All nodes untyped

By Michael Kay on May 14, 2009 at 02:18p.m.

Users sometimes imagine that just by running an application under Saxon-SA instead of Saxon-B, they will automatically get a performance boost. Sadly, this isn't the case. Sometimes Saxon-SA's more powerful optimizer will give a dramatic benefit, sometimes it will give none at all. In fact, sometimes if you move a workload to Saxon-SA without change, you see a performance regression. This is caused by the fact that Saxon-B can assume all nodes are untyped, whereas Saxon-SA can't make this assumption.

To see why it makes a difference, consider the code item[@code='A1234']. If the compiler knows that the element and attribute will both be untyped (that is, not schema-validated), then it knows that it can simply generate code to compare the string-value of the attribute with the literal 'A1234'. Equally, if there is a schema that declares the attribute to be a string, the same simple code can be generated.

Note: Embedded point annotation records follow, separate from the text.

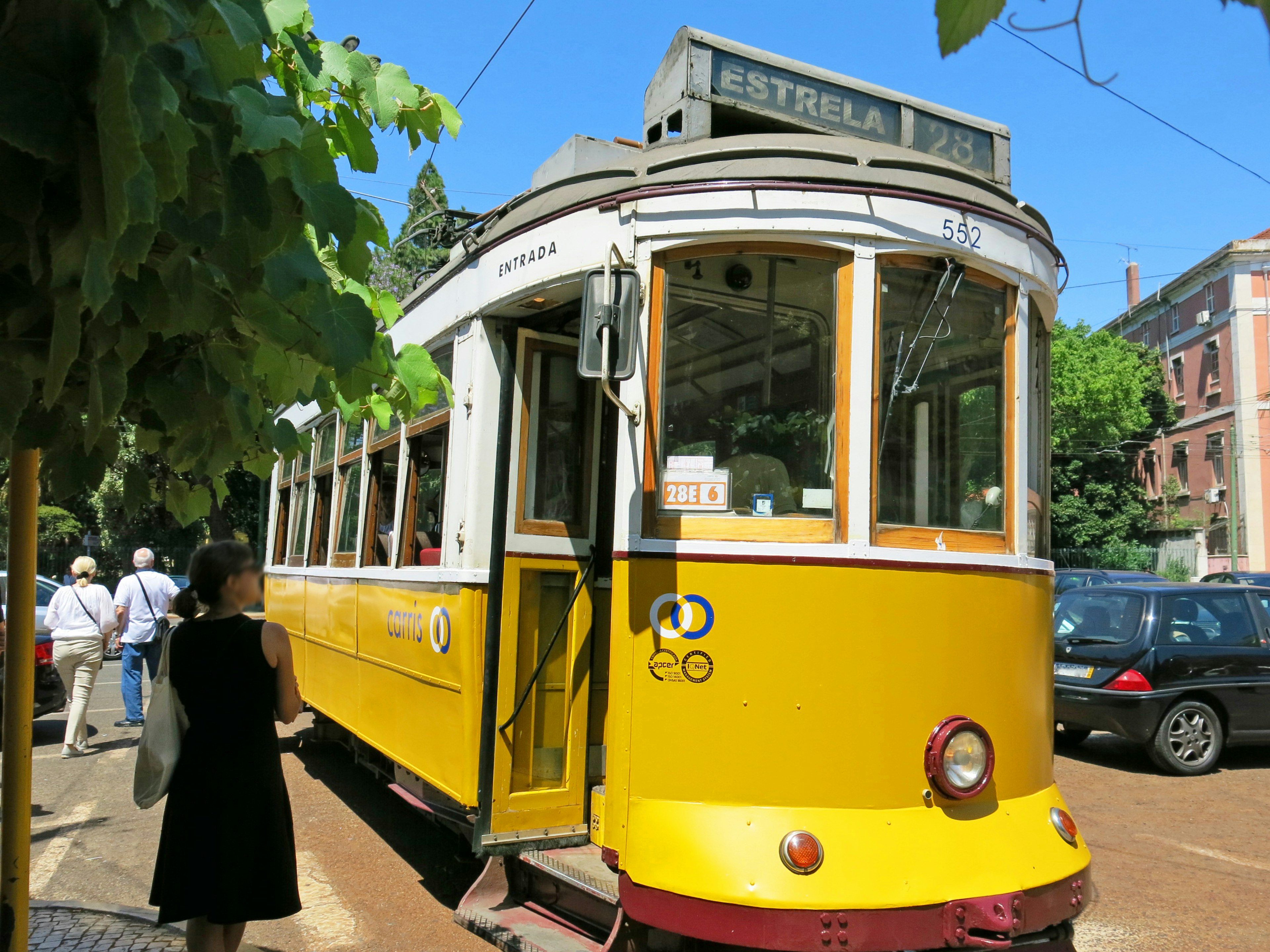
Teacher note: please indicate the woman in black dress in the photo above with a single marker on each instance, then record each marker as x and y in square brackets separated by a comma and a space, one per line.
[228, 852]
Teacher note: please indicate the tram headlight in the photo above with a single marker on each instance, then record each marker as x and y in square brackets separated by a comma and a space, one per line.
[802, 852]
[959, 758]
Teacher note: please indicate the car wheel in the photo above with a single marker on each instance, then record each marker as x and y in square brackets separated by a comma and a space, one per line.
[1188, 740]
[1069, 735]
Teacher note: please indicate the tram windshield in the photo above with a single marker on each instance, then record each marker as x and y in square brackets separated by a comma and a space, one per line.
[748, 379]
[942, 457]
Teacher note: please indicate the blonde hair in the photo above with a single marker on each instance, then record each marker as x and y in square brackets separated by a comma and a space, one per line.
[84, 569]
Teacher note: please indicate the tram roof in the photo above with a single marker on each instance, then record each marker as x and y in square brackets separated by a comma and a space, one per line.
[782, 160]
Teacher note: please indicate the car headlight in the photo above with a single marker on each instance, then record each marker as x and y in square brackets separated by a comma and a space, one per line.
[959, 758]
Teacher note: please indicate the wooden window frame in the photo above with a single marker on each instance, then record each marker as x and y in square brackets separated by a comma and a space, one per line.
[953, 540]
[345, 560]
[785, 529]
[411, 502]
[531, 343]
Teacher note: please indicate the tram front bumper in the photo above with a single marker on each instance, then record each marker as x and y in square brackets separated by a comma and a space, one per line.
[1037, 920]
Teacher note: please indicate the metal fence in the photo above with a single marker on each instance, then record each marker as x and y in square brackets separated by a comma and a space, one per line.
[1174, 563]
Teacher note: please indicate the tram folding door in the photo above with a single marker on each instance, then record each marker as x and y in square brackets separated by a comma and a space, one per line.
[540, 760]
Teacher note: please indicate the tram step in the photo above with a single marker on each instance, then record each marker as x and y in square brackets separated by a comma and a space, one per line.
[517, 914]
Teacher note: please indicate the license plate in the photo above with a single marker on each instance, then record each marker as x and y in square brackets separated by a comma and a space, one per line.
[1074, 671]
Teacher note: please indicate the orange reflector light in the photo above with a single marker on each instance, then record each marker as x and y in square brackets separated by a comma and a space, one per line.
[802, 852]
[1131, 681]
[1065, 824]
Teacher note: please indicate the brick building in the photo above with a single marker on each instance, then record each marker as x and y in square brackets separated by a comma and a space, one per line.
[1212, 332]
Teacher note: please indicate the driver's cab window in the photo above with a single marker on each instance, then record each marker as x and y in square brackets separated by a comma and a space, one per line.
[557, 438]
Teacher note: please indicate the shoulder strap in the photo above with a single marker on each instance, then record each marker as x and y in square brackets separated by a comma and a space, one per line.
[92, 617]
[147, 597]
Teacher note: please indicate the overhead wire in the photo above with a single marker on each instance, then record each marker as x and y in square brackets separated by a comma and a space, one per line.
[1140, 108]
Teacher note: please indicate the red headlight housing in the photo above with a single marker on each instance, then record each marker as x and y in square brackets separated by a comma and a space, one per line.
[802, 852]
[959, 758]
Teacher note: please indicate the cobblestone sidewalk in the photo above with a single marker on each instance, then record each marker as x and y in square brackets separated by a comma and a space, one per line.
[68, 930]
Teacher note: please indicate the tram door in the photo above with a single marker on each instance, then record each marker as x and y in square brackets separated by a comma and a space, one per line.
[547, 754]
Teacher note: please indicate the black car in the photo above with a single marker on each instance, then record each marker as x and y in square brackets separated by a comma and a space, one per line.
[1180, 668]
[1067, 579]
[1239, 578]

But if you run Saxon-SA without declaring any schema type information, the compiler doesn't know what it will find in the @code attribute: it might, for example, be typed as a list of strings (in which case it needs to compare each of those strings individually), or as a list of integers or dates, in which case it needs to be prepared to raise a type error at run-time.

In an ideal world, the answer to this would be: use a schema, and declare the types of all your variables and function parameters and results, so that the compiler has as much information as possible. If you do this, Saxon-SA will almost invariably outperform Saxon-B on common tasks like evaluating predicates. The problem is, the world isn't ideal, and people want instant gratification. They want to just switch to the commercial version of the software and see a performance improvement with no effort on their part. Which is not really that unreasonable an expectation.

In Saxon 9.1, the Configuration object has a setting setAllNodesUntyped(true), which if called at run-time, causes the compiler to generate code in the same way as Saxon-B, that is, on the assumption that at run-time, there will be no schema validation, and all nodes will be untyped. When you run Saxon-SA from the command line this is called automatically if you don't select the -sa option. But that's not a very happy solution, because if you don't select the -sa option then you don't get SA's souped-up optimizer either. If you're calling from Java however, you can create a SchemaAwareConfiguration to get the benefits of the SA optimizer, and then call setAllNodesUntyped(true) to say that it should generate code to handle untyped input documents.

In 9.2 I'm trying to change this so the default options are the ones that give the best performance. There's a factory method Configuration.newConfiguration() which gives you the best Configuration available (if you install Saxon-EE, the new name for Saxon-SA, it will give you an EnterpriseConfiguration, which is SchemaAwareConfiguration under a new name). The option to say that all nodes are untyped is no longer at the Configuration level, but at the level of an individual XSLT or XQuery compilation, and it is now the default. If your query or stylesheet imports a schema, the setting automatically changes; the only time you really need to be aware of the switch is for the unusual case where you don't import a schema, but still want to handle schema-validated input.

On the whole this is working well, but there are still a few glitches to be ironed out. One of them is that the minimum conformance level for XQuery permits the use of "construction mode preserve", which causes element nodes to be annotated as xs:anyType rather than xs:untyped. Saxon is currently disallowing this option if the "all nodes untyped" switch is set, but it doesn't seem right to reject a conformant query under default configuration settings. Since in the absence of validation there is almost no operational difference between xs:anyType and xs:untyped, I probably need to find a way of allowing xs:anyType nodes to appear even when the all-nodes-untyped option is set.